The Pennsylvania Supreme Court affirmed the trial court’s dismissal for lack of personal jurisdiction, holding that the railroad’s corporate registration was not a sufficient basis to confer personal jurisdiction. The court concluded that Pennsylvania’s foreign corporation registration requirement to do business in the state did not constitute voluntary submission to jurisdiction. Instead, Pennsylvania’s statutes compelled and coerced foreign corporations to submit to jurisdiction by legislative command. The Pennsylvania Supreme Court concluded that the Supreme Court’s recent decision in Daimler AG v. Bauman (2014) and Goodyear Dunlop Tires Operations S.A. v. Brown (2011) dramatically altered the concept of general jurisdiction; Norfolk Southern was not “at home” in Pennsylvania. Therefore, a Pennsylvania court could not subject a foreign corporation to general all-purpose jurisdiction based exclusively on the fact that it conducted business in the state.
Mallory’s appeal focuses the Court on whether in the post-International Shoe era, state corporate registration statutes can consistently with due process confer consent to personal jurisdiction by non-resident defendants who wish to conduct business in the state. Since the mid-nineteenth century, twenty states had enacted such statutes. Today, all fifty states and the District of Columbia have corporate registration statutes as a condition of doing business in the state. The Court has never reviewed whether state corporate registration statutes violate defendants’ Fourteenth Amendment due process protections by mandating consent because of registering to do business in the state.
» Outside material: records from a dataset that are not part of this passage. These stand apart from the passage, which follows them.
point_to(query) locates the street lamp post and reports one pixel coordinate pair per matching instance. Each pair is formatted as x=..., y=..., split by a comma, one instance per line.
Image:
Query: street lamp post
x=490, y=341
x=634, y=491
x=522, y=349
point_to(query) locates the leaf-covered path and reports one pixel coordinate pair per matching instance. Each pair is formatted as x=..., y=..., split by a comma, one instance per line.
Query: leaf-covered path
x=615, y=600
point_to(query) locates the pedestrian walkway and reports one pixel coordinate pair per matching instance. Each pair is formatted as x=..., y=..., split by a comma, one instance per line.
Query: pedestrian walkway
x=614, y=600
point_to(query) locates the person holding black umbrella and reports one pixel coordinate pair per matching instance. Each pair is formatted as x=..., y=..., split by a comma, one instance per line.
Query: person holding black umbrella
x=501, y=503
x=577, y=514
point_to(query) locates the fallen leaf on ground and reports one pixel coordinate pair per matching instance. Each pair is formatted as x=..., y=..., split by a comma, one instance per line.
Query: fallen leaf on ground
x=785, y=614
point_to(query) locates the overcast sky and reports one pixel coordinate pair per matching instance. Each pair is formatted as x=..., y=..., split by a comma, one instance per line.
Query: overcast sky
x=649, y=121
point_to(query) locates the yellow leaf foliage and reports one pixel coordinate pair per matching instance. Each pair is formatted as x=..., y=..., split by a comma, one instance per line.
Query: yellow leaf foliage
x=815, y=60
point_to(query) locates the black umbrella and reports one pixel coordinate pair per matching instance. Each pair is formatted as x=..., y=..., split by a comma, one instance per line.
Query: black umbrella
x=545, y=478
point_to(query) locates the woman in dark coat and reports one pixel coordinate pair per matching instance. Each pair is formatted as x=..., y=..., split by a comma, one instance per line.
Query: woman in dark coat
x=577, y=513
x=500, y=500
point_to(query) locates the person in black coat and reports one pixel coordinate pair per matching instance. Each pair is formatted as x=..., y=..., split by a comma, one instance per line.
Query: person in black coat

Mallory’s core argument relies on Burnham v. Superior Court (1990), contending that the long historical pedigree of consent-by-registration statutes supports the constitutionality of the Pennsylvania statute. In response, Norfolk Southern argues that the Court’s decision in International Shoe effected a sea change in personal jurisdiction jurisprudence that made registration-jurisdiction obsolete. The railroad contends that Mallory “ignores International Shoe, relies on the wrong framing, and misrepresents how the ratification-era laws applied.”